Often overlooked: a defined incident management procedure specific to AI failures. AI incidents look different from traditional software incidents — they may involve performance drift, unexpected outputs, bias revealed in production, or vendor-side issues that affect output quality. The QMS needs an incident pathway designed for these patterns, with appropriate triage, root cause analysis, and CAPA mechanisms.

Validation Alignment Under GAIP

Validation under emerging GAIP expectations differs from traditional CSV in several specific ways:

• Statistical rigor. AI performance is measured statistically; validation evidence reflects probability distributions rather than binary pass/fail.
• Lifecycle, not point-in-time. Validation is an ongoing activity, not a single event. Performance monitoring becomes part of the validated state.
• Human factors integration. The validated state includes the human oversight workflow, not just the AI component.
• Population representativeness. Validation evidence has to address whether the model performs adequately across relevant population segments.
• Transparency expectations. Validation documentation has to be intelligible to inspectors who may not have AI specialization.

Validation strategy should be developed in close partnership between Quality, IT, the use case owner, and where applicable Regulatory. Validation strategy that’s developed in isolation by any single function tends to miss requirements from the others.

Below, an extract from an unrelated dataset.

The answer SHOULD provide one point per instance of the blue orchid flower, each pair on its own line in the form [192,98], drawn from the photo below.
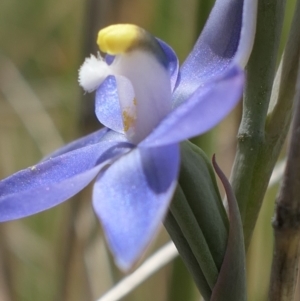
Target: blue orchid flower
[147,107]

What “validated” means for a probabilistic system

A subtle but important point: traditional CSV produces a binary answer (validated or not) about a deterministic system. AI validation produces evidence about a probabilistic system whose performance can be characterized but never reduced to binary. The QMS framework has to accommodate this conceptually — what does it mean to say a Tier 3 AI system is “in a validated state”? Typically, it means the system’s performance has been characterized to a standard appropriate for the use case, monitoring is in place to detect material drift, and a defined response procedure exists if drift is detected. This is a richer concept than traditional CSV produced, and the QMS language has to evolve to capture it accurately.

The Cost of Waiting

Some pharma organizations are waiting for fully consolidated GAIP guidance before extending their QMS. This is a real strategic choice with real costs:

• Inspection exposure. Active AI use cases in production today are within scope for inspection. Inspectors are increasingly asking targeted questions about AI governance, and “we’re waiting for clearer guidance” is not an inspection-grade answer.
• Compounding remediation cost. Every additional AI use case deployed without proper QMS coverage adds to the eventual remediation burden. Organizations that delay tend to face larger, more disruptive cleanups.
• Vendor leverage erosion. Organizations that haven’t operationalized GAIP are weaker negotiators with AI vendors on validation cooperation, change notification, and contractual protections.
• Strategic mispricing. AI ROI cases that don’t reflect real GAIP-aligned costs systematically overstate returns. Decisions get made on flawed economics.
• Talent signal. The pharma quality talent market is increasingly aware of which organizations are taking AI governance seriously. Lagging organizations have a harder time recruiting.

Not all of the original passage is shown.